Turkey wants UN cooperation to manage migrants

BRUSSELS: Turkey's foreign minister says his country wants to work with the UN's refugee agency and other humanitarian organisations to properly manage a potential deal with the European Union which envisages sending thousands of migrants back to Turkey.

Mevlut Cavusoglu on Wednesday also defended the deal as the best way to discourage irregular migration and fight smuggling rings taking migrants on often-perilous journeys across the Aegean Sea to Greece.

His comments, after a joint meeting between the Turkish and Belgian foreign, interior and justice ministers, came in response to concerns voiced by the United Nations and human rights groups that Turkey would not be able to provide for the migrants. More than 2.7 million Syrian refugees are in Turkey.
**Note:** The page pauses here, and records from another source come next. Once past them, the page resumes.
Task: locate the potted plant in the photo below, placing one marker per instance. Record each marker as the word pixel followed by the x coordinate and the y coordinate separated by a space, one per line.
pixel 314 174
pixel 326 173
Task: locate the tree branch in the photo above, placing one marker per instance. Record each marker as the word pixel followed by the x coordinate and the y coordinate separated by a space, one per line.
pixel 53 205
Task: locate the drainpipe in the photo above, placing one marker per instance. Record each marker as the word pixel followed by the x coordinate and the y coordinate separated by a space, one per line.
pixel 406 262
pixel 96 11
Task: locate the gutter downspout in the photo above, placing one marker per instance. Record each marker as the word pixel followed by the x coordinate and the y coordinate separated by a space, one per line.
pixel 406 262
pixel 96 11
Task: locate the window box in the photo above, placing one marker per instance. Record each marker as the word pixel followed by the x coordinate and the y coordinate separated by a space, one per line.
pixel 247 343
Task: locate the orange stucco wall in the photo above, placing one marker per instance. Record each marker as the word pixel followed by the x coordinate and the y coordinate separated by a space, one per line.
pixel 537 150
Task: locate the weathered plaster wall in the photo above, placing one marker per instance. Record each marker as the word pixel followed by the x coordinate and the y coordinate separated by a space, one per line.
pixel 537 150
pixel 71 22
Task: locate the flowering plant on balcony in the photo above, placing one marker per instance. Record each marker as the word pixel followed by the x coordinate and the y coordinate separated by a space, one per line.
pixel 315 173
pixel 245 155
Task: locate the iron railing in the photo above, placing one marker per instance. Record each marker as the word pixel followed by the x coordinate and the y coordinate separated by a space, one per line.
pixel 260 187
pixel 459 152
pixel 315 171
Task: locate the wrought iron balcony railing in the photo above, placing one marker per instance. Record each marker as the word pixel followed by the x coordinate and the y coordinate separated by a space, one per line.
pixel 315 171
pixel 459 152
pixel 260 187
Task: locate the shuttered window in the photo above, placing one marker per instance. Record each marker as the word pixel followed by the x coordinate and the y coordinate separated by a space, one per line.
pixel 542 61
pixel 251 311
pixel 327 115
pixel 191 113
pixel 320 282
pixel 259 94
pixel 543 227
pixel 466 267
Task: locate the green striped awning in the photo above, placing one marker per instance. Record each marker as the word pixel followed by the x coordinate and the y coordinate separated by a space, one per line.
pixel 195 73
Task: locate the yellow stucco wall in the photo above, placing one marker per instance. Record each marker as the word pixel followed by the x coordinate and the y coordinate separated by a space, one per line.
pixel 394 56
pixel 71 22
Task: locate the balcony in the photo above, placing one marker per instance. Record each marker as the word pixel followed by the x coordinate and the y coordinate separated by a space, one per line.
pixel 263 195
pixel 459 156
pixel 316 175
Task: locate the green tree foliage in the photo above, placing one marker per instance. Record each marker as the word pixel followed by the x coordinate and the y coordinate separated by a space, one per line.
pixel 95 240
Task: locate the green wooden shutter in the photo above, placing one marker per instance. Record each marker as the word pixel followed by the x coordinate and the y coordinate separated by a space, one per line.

Most are housed by Turkish families or live out in the open, and few have government-funded shelters.

According to the deal, people arriving in Greece having fled war or poverty would be sent back to Turkey unless they apply for asylum.

"The aim is to stop irregular migration and to ensure a regular migration," Cavusoglu said.

He added: "We want to cooperate with the UNHCR on how we will house these migrants and how we will send them back to their countries."

The minister said that Turkey aims to build high-standard temporary shelters to house economic migrants who are returned to Turkey but do not qualify for refugee status in the country.